For the competition, the messaging around input amounts, DNA sample quality and particularly workflow simplicity and scalability should be taken very seriously. The fact that Illumina CLR is a simple workflow that is very automation friendly and scalable to thousands of samples to be pooled (even if nobody will do that for human) should also be seen as threats - there just aren't yet widespread sutomated protocols (some of my co-panelists on the recent GEN Live AGBT panel would definitely call the protocols "clunky") for the true long read platforms and their barcode spaces are often limited. Exploring library generation robustness in the face of abused or contaminated samples should also be a priority for the true long read competitors. There's also the important but admittedly difficult challenge of shifting the data yield and accuracy conversations away from purely SNP calling (very Illumina-friendly) to structural variant determination. And I would expect the true long read vendors to hammer away at the limited applicability of the initial Illumina CLR products when their platforms can run on the gamut of biological species, both genomes and transcriptomes, as well as being applied to plasmid verification and various synthetic biology applications.
1 comment:
I really enjoy your insightful comments on the state of the art of sequencing. Thanks!
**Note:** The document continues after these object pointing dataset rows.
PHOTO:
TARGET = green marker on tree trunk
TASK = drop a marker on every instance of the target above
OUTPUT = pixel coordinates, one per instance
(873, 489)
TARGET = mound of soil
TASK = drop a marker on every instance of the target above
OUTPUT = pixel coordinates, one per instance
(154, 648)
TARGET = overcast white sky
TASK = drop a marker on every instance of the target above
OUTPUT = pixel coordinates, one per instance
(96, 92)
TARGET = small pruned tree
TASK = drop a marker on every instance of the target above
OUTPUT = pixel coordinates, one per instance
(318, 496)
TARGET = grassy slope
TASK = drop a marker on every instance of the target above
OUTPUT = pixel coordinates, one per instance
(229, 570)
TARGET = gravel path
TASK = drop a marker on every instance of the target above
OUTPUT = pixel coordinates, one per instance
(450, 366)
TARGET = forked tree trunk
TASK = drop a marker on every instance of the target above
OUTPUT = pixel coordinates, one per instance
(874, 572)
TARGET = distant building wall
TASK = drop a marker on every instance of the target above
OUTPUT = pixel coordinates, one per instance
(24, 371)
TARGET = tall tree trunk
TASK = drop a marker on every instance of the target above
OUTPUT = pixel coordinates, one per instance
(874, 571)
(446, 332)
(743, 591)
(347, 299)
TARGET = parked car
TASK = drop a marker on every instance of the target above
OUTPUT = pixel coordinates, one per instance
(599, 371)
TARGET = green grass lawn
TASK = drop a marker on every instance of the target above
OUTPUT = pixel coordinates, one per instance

Why do you think automation isn't advancing like the chemistries, workflows, and analyses (maybe it is and I just feel like it isn't)? I was in the lab before and understand, and enjoyed, the nuances of reproducibility - so it makes sense to come up with simple workflows. But at the expense of more powerful tools? Certainly it's easier to market a simple workflow, but why can't automation break that bottleneck? Step motor quality, robot flexibility/programmability, environmental effects (humidity, static,...). Is it just not lucrative or hard to sell a really good robot/automation? I know many places are selling hyper specific automation/chemistry/workflow/analyses packages - there's pros and cons there.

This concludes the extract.